Stonehenge's original home may have been all the way over in Wales.
An amazing new study suggests that Stonehenge may have been built far, far away from its current location.
The study, published int he journal Antiquity by researchers at UCL Institute of Archaeology, traces the smaller stones in the 5,000-year-old monument — called bluestones — to two different quarries over in Wales, according to a Huffington Post report.
But that’s not even the most fascinating part. The study finds that the stones were dragged out of the quarries perhaps 500 years before Stonehenge was actually built — and the end location of Wiltshire is 140 miles from these quarries, quite a distance to drag such massive stones.
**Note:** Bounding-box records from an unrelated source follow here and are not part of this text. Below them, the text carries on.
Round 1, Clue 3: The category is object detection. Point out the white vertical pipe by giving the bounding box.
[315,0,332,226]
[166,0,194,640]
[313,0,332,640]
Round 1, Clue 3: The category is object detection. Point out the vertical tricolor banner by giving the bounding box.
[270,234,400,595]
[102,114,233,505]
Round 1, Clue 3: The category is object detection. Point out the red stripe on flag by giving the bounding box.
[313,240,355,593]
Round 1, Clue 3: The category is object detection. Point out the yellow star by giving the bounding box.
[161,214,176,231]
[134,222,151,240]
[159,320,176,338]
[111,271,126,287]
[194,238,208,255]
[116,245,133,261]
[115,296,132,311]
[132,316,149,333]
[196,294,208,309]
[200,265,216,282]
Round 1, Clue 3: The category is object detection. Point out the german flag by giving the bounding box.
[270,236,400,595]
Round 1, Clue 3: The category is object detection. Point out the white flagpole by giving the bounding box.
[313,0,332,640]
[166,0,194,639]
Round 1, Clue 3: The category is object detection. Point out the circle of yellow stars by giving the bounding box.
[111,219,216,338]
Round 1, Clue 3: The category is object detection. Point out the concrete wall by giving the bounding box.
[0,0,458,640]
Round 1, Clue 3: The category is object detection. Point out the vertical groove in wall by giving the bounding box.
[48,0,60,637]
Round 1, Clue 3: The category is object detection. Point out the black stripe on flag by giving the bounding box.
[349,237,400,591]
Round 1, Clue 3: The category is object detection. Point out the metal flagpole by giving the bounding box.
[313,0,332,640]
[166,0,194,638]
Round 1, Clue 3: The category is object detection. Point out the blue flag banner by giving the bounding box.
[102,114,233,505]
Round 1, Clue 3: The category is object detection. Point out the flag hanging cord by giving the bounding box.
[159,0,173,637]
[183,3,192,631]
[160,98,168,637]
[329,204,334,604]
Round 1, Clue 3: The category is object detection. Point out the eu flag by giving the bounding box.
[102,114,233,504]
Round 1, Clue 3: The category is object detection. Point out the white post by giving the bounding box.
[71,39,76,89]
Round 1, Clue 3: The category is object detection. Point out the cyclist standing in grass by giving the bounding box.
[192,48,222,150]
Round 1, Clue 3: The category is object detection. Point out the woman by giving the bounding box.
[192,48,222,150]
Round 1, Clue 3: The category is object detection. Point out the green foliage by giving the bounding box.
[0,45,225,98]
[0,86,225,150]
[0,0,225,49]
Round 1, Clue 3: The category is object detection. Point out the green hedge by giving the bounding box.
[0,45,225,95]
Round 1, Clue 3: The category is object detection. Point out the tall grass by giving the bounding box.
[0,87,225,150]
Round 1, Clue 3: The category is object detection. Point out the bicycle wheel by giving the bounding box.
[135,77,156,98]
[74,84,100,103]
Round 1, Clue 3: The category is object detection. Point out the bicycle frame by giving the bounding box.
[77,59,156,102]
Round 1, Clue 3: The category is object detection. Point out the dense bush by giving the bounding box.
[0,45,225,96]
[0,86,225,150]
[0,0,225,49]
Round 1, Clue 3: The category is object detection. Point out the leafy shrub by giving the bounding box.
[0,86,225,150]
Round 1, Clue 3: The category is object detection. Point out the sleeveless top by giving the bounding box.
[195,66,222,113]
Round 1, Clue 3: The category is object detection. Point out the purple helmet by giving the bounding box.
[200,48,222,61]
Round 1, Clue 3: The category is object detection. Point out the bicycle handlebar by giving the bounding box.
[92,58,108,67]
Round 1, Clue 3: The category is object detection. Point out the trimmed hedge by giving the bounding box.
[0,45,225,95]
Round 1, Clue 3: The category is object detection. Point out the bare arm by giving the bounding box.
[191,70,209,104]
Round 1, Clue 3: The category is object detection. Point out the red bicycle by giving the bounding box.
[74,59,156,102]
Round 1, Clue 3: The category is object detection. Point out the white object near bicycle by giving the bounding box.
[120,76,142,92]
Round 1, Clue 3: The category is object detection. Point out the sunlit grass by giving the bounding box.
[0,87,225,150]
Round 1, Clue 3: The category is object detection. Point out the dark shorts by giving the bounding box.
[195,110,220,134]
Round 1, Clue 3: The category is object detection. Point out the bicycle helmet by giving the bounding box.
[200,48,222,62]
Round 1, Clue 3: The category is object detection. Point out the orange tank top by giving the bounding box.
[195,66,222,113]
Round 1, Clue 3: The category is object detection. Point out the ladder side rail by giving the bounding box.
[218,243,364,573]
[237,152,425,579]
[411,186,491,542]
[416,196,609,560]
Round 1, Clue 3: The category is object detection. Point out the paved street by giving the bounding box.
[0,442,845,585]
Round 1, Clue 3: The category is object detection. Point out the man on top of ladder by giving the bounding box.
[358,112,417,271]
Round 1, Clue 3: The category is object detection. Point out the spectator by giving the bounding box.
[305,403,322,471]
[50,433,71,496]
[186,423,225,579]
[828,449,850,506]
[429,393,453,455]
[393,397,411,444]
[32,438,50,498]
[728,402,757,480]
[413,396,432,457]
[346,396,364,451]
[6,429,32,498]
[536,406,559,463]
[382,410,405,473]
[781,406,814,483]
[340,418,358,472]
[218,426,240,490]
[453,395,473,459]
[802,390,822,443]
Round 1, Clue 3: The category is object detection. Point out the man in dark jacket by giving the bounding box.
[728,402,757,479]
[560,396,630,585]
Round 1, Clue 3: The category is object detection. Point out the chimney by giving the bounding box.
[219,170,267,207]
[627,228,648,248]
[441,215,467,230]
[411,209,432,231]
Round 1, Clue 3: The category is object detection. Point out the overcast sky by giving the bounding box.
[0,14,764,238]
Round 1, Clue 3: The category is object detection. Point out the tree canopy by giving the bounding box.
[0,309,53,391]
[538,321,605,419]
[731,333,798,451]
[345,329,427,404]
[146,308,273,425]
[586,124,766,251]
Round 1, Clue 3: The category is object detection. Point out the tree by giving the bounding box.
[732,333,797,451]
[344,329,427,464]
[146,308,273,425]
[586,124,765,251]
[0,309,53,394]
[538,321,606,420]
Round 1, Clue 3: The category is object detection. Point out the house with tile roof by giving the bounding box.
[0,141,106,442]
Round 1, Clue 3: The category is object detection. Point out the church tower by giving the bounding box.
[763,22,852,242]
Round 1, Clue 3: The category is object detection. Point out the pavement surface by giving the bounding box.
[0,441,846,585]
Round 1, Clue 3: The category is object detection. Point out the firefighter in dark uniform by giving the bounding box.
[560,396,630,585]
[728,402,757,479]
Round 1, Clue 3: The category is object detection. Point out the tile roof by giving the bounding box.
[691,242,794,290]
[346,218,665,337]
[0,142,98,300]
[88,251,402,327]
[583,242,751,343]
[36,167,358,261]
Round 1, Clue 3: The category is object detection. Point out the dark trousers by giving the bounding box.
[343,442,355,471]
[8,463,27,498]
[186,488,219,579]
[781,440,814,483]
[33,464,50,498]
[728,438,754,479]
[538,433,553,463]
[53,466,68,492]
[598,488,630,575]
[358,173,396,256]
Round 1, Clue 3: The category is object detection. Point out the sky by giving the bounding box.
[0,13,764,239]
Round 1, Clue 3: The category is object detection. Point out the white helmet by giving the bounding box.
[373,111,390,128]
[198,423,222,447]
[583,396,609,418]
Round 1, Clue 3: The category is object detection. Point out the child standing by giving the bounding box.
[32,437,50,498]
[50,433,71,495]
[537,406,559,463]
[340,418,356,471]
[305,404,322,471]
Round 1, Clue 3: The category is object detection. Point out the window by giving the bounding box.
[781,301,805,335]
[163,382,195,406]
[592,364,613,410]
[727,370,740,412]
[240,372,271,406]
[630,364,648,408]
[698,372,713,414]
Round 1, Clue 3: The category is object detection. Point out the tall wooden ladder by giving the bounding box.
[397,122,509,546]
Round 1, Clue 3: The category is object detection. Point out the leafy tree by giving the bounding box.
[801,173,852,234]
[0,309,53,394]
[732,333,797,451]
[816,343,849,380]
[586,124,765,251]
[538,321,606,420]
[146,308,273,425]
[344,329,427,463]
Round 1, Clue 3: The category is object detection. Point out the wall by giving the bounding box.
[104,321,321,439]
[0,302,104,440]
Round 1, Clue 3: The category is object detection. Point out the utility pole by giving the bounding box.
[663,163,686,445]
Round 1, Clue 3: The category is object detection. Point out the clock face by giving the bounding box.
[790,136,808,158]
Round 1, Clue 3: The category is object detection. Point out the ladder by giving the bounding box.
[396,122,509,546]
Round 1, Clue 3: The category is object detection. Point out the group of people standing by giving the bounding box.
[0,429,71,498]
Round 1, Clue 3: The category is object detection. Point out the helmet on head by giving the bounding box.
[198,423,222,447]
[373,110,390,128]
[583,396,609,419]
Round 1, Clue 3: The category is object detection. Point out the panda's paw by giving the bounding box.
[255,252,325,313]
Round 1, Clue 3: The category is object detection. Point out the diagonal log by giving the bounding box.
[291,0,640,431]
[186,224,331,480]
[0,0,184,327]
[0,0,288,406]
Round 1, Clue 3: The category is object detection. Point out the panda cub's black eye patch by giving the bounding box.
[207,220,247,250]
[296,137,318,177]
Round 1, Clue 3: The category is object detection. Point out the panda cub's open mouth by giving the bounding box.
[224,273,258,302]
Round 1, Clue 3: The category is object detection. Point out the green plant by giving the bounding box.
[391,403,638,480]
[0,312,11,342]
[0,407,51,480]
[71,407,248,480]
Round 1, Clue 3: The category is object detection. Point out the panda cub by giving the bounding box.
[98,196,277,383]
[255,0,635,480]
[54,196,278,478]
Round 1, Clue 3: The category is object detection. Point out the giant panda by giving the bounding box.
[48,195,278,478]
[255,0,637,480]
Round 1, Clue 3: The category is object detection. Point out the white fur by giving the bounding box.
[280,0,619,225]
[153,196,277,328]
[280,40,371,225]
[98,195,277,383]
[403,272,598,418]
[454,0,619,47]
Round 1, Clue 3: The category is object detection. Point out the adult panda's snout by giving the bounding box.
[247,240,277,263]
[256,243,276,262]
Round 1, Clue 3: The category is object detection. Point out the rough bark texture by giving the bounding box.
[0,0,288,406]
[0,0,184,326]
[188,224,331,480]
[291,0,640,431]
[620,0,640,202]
Professor Mike Parker Pearson, who led the study, says he doesn’t think the builders spent 500 years dragging stones. Instead, he thinks they used the stones in a local monument near the quarries, and then later dragged them to Wiltshire to reassemble into the larger Stonehenge.
The stones are absolutely massive, weighing in at 25 tons for the larger standing stones. These stones are from a closer quarry. Scientists had expected that the smaller bluestones, weighing in at two tons, came from Preseli Hills in Wales but later found that they actually came from Carn Goedog and Craig Rhos-y-felin.
Using radiocarbon dating, the researchers were able to determine that the quarries date to 3400 and 3200 BC. Work on Stonehenge was believed to have started around 2900 BC, according to the report.
Now, researchers are looking for the original monument site. They think they have it narrowed down to a spot located between the quarries.
Stonehenge is a prehistoric monument that is one of the most famous sites in the world, and one of its most enduring mysteries. It is a ring of standing stones set within earthworks that dates to the Neolithic age. Scientists aren’t sure why it was built, but think it could have been an ancient burial ground.